I thought I was over this. My work uniform is scrubs, I’m working my way into a middle class life. I have a beautiful son and a car that doesn’t cause me concern every time I drive.
I thought I was over this. I’ve spent over three years talking to my therapist, working through everything that debilitated me from my childhood on.
I thought I was over this. I spent three weeks a year ago coming off prescription antidepressants that made me feel far worse than any bought of depression did. I beat the withdrawal, I saw through the haze. Two months without sleep and dosing myself with Seroquel to start a medication that my body begged me a year and a half later to be rid of.
I thought I was over this.
But then driving to my secure and steady job, in my fairly new car, in my purple scrub pants after leaving my little boy and husband at home — I felt that horrible sensation. That sinking feeling. The tingling that starts in my teeth and resonates through my head, down my chest and stomach. Out to my hands shaking with disbelief.
In my head — breathe. It’s a panic attack. You’re not dying. You need to breath. You’re not going to throw up.

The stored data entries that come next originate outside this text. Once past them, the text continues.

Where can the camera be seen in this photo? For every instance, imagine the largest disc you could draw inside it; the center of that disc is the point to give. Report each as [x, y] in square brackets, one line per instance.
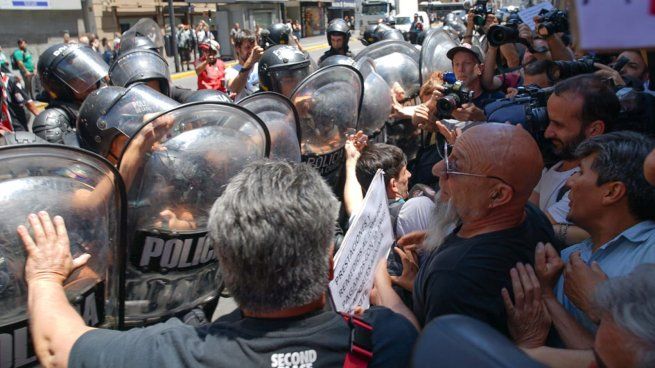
[481, 9]
[527, 108]
[552, 21]
[455, 94]
[509, 33]
[566, 69]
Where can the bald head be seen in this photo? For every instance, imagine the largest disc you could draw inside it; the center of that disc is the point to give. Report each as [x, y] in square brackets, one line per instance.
[506, 151]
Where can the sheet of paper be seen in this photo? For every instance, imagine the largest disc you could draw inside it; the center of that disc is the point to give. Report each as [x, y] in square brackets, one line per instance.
[527, 15]
[367, 241]
[616, 24]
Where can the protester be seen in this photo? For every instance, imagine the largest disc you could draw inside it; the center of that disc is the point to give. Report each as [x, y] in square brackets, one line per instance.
[21, 60]
[13, 102]
[243, 79]
[484, 199]
[210, 69]
[611, 200]
[579, 108]
[280, 294]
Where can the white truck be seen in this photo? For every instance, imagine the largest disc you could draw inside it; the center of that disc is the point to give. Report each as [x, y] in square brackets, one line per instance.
[374, 10]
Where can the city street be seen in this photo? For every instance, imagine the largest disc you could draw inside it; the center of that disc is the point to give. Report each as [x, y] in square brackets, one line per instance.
[316, 46]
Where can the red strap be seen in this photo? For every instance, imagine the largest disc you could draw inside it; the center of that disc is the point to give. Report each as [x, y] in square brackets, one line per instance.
[358, 356]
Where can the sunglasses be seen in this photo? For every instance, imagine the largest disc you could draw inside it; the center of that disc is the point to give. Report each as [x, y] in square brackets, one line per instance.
[449, 168]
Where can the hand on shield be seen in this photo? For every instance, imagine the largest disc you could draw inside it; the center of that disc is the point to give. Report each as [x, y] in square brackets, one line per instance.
[48, 253]
[184, 221]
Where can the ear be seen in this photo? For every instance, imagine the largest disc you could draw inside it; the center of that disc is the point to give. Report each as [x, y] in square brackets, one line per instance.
[500, 195]
[613, 192]
[595, 128]
[392, 189]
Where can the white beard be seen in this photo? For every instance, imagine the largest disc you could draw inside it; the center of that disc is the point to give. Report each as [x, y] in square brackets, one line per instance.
[444, 221]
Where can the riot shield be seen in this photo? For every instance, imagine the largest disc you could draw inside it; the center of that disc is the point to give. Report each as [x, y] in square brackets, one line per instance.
[145, 27]
[281, 119]
[174, 168]
[433, 54]
[397, 62]
[328, 104]
[87, 191]
[377, 102]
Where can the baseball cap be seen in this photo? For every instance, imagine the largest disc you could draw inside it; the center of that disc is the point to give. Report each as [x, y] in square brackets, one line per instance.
[475, 50]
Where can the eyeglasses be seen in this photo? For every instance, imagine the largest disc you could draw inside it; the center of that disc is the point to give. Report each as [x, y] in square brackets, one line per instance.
[450, 170]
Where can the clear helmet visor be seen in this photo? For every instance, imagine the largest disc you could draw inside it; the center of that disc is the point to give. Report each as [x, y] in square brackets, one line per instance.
[284, 81]
[281, 119]
[328, 104]
[138, 65]
[82, 69]
[175, 167]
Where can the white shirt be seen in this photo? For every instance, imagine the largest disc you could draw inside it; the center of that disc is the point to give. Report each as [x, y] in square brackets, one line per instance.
[252, 85]
[549, 187]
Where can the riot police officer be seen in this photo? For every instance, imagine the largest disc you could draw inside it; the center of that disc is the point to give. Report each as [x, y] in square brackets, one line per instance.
[68, 73]
[338, 34]
[282, 68]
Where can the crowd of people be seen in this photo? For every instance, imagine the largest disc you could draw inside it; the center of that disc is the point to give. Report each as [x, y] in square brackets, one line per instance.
[524, 201]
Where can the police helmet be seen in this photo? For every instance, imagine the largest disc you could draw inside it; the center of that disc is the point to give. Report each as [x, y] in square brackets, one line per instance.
[338, 26]
[141, 66]
[281, 68]
[207, 95]
[52, 125]
[16, 138]
[137, 43]
[69, 69]
[113, 110]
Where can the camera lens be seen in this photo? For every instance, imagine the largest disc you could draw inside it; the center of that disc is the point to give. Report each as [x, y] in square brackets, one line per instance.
[447, 104]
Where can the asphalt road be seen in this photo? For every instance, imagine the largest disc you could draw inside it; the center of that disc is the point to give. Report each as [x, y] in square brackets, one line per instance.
[316, 46]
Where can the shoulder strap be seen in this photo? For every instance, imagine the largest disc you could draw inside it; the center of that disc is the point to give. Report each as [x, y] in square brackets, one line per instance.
[361, 342]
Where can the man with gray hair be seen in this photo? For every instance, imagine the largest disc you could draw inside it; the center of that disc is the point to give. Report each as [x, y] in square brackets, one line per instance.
[272, 232]
[611, 200]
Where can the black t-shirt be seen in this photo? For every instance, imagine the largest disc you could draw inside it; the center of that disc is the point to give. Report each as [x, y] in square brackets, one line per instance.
[16, 99]
[317, 339]
[465, 276]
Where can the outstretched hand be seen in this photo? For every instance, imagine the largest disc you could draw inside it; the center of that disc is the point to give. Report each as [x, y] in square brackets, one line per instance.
[48, 253]
[528, 319]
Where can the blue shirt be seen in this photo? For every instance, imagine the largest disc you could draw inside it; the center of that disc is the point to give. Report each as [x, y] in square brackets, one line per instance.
[617, 257]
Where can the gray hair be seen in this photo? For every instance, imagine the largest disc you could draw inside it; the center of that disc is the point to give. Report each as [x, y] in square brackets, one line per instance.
[621, 157]
[629, 300]
[272, 230]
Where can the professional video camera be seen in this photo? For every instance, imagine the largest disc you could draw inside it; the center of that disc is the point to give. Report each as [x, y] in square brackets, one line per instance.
[455, 94]
[509, 33]
[552, 21]
[481, 9]
[527, 108]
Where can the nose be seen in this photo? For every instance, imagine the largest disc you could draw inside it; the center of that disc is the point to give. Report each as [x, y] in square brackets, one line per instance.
[438, 169]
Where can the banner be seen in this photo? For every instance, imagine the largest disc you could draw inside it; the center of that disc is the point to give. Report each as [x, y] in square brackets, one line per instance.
[367, 241]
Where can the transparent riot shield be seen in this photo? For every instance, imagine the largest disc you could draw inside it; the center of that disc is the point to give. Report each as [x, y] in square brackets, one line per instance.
[87, 191]
[397, 62]
[281, 119]
[377, 102]
[433, 54]
[328, 104]
[145, 27]
[174, 168]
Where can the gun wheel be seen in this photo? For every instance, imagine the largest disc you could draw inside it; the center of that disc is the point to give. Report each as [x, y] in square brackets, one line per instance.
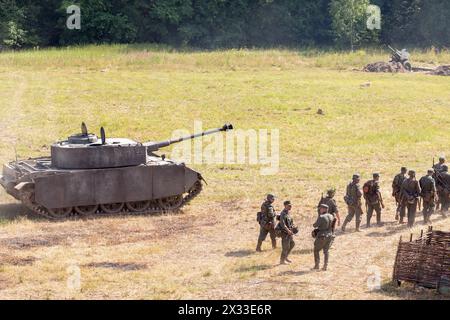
[86, 210]
[60, 213]
[138, 206]
[112, 207]
[171, 203]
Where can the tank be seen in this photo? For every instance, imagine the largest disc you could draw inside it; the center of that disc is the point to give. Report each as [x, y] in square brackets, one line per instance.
[87, 175]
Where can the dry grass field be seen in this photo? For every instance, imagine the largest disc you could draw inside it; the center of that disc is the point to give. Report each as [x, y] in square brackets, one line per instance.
[207, 249]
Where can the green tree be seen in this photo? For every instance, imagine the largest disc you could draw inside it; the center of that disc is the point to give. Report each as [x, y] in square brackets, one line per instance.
[349, 21]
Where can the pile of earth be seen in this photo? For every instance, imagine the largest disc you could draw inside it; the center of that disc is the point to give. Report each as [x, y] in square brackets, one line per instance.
[441, 71]
[392, 67]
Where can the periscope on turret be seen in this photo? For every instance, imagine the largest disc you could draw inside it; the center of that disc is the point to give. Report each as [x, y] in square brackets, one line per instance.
[87, 175]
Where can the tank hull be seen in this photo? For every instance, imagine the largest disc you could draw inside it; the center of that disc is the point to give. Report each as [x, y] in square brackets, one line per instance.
[59, 188]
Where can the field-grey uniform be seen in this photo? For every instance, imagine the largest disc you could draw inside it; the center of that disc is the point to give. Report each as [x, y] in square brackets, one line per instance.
[373, 201]
[354, 204]
[287, 240]
[396, 186]
[267, 225]
[324, 238]
[428, 187]
[410, 195]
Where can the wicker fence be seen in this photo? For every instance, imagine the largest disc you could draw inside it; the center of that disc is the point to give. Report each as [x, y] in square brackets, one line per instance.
[425, 261]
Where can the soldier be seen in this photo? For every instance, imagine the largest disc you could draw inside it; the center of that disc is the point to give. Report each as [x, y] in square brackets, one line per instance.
[374, 200]
[324, 236]
[428, 194]
[410, 191]
[267, 223]
[286, 227]
[444, 178]
[353, 200]
[332, 206]
[396, 186]
[439, 186]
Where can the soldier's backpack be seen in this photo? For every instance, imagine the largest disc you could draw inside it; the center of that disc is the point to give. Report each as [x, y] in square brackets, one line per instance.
[369, 188]
[259, 217]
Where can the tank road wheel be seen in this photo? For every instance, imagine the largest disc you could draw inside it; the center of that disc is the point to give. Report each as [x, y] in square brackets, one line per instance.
[86, 210]
[60, 213]
[138, 206]
[111, 208]
[171, 203]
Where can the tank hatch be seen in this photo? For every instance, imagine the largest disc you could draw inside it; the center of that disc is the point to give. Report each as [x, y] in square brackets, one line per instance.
[86, 151]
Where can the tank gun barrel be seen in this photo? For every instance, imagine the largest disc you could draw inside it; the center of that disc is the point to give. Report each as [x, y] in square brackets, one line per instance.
[154, 146]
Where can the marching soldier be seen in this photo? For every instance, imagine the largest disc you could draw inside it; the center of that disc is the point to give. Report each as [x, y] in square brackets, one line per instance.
[439, 186]
[324, 236]
[267, 223]
[286, 226]
[374, 200]
[353, 200]
[428, 194]
[396, 186]
[410, 191]
[444, 177]
[332, 206]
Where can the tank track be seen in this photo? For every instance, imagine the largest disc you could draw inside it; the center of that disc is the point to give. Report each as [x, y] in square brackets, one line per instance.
[154, 208]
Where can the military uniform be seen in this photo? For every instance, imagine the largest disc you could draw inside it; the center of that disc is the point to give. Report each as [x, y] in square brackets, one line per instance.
[410, 191]
[267, 225]
[444, 194]
[287, 240]
[428, 187]
[324, 238]
[354, 204]
[396, 186]
[373, 201]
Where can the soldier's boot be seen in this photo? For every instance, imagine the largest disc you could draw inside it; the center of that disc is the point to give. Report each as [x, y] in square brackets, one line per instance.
[325, 262]
[258, 246]
[316, 260]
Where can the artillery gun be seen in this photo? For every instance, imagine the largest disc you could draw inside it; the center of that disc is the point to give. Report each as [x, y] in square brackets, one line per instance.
[401, 57]
[86, 175]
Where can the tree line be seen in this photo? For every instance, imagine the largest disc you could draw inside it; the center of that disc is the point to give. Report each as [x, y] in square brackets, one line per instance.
[225, 23]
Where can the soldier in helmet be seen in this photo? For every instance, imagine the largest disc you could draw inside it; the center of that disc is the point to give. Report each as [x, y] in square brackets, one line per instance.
[410, 191]
[324, 236]
[396, 186]
[286, 226]
[267, 222]
[374, 200]
[332, 206]
[444, 178]
[353, 200]
[428, 194]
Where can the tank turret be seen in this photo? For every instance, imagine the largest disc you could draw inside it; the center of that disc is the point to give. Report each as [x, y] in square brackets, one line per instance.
[86, 175]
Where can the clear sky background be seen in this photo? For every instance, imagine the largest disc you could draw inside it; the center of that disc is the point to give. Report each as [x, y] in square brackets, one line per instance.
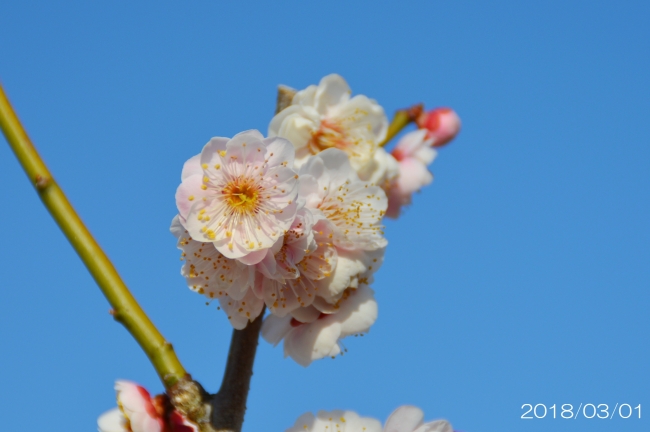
[521, 275]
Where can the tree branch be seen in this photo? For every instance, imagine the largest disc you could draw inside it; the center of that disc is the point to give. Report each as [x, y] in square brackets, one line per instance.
[229, 404]
[125, 308]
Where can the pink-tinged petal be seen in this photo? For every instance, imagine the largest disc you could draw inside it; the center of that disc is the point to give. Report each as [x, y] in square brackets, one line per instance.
[363, 424]
[111, 421]
[191, 167]
[413, 176]
[295, 124]
[210, 155]
[253, 257]
[404, 419]
[309, 342]
[336, 161]
[188, 193]
[381, 171]
[247, 150]
[279, 151]
[137, 407]
[305, 97]
[276, 328]
[241, 312]
[332, 90]
[359, 312]
[436, 426]
[364, 115]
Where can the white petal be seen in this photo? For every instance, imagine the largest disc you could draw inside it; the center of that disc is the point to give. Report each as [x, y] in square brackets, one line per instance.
[361, 311]
[436, 426]
[404, 419]
[276, 328]
[111, 421]
[314, 341]
[332, 90]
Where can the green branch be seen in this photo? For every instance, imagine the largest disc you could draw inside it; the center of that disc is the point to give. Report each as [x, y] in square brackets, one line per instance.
[125, 308]
[402, 118]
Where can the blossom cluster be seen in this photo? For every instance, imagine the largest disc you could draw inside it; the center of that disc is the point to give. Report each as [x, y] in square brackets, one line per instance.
[406, 418]
[293, 221]
[137, 411]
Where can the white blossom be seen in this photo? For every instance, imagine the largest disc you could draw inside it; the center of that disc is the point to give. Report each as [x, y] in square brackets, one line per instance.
[325, 116]
[239, 194]
[318, 334]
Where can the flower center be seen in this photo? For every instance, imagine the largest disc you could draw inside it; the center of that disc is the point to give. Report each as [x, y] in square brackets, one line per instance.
[242, 195]
[330, 134]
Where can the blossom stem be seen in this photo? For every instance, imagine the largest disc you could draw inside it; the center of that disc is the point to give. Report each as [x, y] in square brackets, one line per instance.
[229, 404]
[402, 118]
[126, 309]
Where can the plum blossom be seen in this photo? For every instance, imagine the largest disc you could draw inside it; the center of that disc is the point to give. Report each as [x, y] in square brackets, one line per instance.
[335, 421]
[311, 334]
[408, 418]
[288, 274]
[404, 419]
[138, 412]
[413, 154]
[324, 116]
[239, 194]
[442, 125]
[208, 272]
[330, 185]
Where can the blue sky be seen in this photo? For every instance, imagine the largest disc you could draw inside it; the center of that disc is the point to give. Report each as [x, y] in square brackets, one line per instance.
[521, 275]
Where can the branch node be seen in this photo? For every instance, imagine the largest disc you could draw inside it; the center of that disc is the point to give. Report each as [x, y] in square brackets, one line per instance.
[41, 182]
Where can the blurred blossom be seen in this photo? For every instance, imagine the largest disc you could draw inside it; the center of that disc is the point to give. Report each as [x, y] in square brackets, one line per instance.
[413, 154]
[403, 419]
[442, 125]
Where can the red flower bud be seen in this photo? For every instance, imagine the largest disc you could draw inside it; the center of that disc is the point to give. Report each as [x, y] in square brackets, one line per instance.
[442, 124]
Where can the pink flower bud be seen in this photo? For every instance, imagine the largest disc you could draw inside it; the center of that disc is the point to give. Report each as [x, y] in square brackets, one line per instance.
[442, 124]
[139, 412]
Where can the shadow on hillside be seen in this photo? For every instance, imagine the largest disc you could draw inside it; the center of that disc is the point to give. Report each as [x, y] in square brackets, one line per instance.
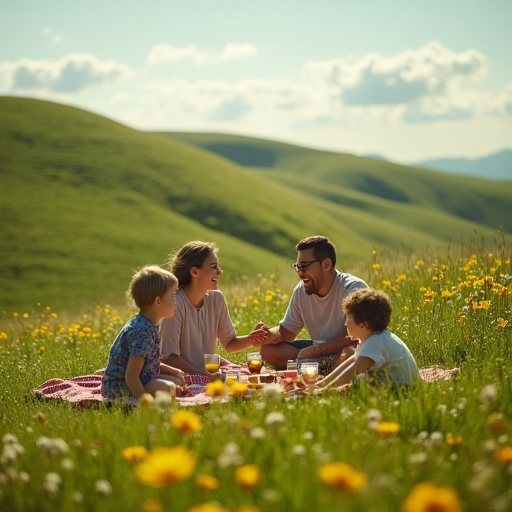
[244, 154]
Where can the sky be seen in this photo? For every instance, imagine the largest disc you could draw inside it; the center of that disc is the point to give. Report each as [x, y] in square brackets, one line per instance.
[408, 80]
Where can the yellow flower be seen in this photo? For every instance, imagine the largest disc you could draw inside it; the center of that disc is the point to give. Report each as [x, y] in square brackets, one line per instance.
[153, 505]
[248, 476]
[238, 388]
[216, 388]
[497, 423]
[207, 482]
[208, 507]
[342, 476]
[503, 454]
[134, 453]
[186, 422]
[166, 465]
[425, 497]
[387, 428]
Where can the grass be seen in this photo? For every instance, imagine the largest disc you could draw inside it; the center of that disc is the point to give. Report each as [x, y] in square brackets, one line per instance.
[452, 308]
[86, 200]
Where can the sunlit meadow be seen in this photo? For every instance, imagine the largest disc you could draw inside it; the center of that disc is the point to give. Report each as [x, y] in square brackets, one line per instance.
[444, 446]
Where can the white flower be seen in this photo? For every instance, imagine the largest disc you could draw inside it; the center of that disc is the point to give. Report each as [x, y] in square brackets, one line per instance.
[163, 399]
[103, 488]
[274, 419]
[299, 450]
[9, 439]
[418, 458]
[230, 456]
[373, 415]
[488, 394]
[258, 434]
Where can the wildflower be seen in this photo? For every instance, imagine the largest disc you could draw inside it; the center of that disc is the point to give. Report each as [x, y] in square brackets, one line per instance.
[164, 466]
[230, 456]
[153, 505]
[134, 453]
[425, 497]
[40, 417]
[274, 419]
[186, 422]
[497, 423]
[502, 322]
[258, 434]
[216, 388]
[211, 506]
[52, 447]
[103, 488]
[248, 476]
[387, 428]
[163, 399]
[207, 482]
[299, 450]
[453, 440]
[488, 394]
[342, 476]
[503, 454]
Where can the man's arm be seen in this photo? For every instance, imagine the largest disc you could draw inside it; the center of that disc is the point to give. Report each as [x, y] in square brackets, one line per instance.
[328, 347]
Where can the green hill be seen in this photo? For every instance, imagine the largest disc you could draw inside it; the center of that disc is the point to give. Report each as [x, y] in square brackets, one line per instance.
[86, 200]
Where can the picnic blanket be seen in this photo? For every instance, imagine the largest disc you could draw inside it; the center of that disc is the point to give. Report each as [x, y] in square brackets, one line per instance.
[85, 391]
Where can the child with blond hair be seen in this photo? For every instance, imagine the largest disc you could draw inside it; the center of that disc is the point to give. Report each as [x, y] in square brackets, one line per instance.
[134, 366]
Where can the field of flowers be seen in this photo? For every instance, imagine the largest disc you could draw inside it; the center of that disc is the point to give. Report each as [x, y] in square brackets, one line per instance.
[443, 447]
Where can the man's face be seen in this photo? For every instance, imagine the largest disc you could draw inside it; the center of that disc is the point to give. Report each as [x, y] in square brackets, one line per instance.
[311, 271]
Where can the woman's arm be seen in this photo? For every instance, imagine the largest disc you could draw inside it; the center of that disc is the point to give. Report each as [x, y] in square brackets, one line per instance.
[165, 369]
[132, 375]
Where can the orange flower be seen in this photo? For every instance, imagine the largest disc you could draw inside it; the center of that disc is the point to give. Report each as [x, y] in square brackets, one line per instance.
[207, 482]
[497, 423]
[342, 476]
[426, 497]
[248, 476]
[503, 454]
[164, 466]
[186, 422]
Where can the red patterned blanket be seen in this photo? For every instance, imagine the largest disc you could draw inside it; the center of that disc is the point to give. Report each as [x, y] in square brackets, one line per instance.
[85, 391]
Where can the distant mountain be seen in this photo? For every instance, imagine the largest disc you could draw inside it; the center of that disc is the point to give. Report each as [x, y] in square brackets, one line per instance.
[496, 167]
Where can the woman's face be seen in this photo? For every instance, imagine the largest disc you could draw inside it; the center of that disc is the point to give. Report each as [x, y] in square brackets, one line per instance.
[209, 272]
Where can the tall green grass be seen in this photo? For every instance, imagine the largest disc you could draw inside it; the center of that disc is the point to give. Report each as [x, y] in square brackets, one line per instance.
[452, 308]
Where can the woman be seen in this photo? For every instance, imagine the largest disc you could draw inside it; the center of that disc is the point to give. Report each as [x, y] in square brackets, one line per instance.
[201, 315]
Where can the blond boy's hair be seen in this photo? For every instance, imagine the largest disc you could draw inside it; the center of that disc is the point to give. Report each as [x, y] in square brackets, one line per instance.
[150, 282]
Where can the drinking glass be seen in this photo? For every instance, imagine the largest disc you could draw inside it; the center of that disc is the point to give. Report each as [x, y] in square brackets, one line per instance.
[309, 373]
[254, 362]
[212, 363]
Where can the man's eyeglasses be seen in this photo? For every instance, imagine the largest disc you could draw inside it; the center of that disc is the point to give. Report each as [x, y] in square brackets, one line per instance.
[301, 267]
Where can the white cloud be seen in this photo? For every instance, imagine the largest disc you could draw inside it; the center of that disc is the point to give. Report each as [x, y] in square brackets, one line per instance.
[69, 74]
[48, 33]
[162, 53]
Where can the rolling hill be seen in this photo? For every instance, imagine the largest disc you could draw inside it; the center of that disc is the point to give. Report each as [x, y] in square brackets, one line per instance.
[86, 200]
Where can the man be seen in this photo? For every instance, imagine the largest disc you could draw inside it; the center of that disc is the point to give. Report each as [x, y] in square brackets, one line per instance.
[316, 305]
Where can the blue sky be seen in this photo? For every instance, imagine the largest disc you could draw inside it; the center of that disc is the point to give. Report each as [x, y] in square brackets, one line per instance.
[409, 80]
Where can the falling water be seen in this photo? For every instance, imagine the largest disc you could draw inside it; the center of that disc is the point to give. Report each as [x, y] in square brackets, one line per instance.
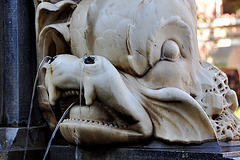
[56, 129]
[80, 100]
[31, 105]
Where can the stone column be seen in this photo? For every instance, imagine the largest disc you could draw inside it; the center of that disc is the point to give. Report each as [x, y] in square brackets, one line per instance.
[18, 60]
[17, 74]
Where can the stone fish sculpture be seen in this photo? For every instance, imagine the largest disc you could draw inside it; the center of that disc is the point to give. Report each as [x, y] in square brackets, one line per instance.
[145, 78]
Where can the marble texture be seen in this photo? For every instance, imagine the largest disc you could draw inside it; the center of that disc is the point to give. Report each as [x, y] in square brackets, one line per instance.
[145, 77]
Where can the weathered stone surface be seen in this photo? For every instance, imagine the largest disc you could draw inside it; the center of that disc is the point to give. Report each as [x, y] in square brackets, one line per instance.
[156, 150]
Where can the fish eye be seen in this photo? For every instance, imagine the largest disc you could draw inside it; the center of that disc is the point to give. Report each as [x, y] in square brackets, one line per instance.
[170, 51]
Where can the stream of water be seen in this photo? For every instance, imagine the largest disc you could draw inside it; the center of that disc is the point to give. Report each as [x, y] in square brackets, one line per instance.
[32, 100]
[80, 100]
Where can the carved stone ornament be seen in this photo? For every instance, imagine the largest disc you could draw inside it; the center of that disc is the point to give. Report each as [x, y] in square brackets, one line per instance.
[134, 69]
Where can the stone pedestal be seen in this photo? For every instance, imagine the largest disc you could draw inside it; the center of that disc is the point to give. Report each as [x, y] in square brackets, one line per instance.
[152, 151]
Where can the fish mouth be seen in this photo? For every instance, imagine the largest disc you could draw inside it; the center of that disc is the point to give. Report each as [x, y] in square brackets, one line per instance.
[97, 123]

A minute from the off ramp, only 10 minutes to work. Dizzy and cramping, I had to pull over. I just held off enough so I would be off the 401, my hands started to cramp shut even further. I was so thankful only for the Bluetooth in my car just so I wouldn’t have to hold up the phone to my ear after dialing 911.
I thought I was over this. Laying my head on the steering wheel trying to think of exactly where I was to tell the dispatcher. The exact same feeling of years ago when the exact same thing happened on the exact same commute to a different job.
The ambulance drivers were really good to me and had me pull my car into a nearby parking lot so it wouldn’t get towed to the highway. We talked while I laid on the stretcher about the growing opiate crisis. I told them I used to be an addict, they found that pretty surprising — I didn’t. So many people have the same struggle you wouldn’t be able to identify at a first glance.
I stayed at the hospital as long as I would have been at work. Three hours in the waiting room. When I was admitted the resident doctor asked me a thousand questions, and meanwhile I just kept thinking: I had a panic attack. That’s all this was. Yet of course she wanted to rule out everything else in the book — I just wanted to go home and sleep.
I felt like I failed, I felt so defeated. I felt like I just wanted to crawl back into the hole I scratched myself out of.
The sad reality of anxiety attacks is I don’t think there will ever a point in my life where I will be rid of them. It’s just my natural predisposition that every few years the earth will shatter beneath my feet and I will end up completely diminished by things I can’t control. It’s also hard for me to believe that out of all the coping mechanisms I’ve been taught in countless hours of therapy, I couldn’t bring myself out of it.
I used to experience these intense attacks multiple times a day while I was in college for journalism. I assume it’s some evidence of progress that I hadn’t had one in three years to this point, but it doesn’t feel like it. After every single time I’ve felt defeated and diminished, and back to ground zero.
I thought I was over this, but I doubt I ever will be.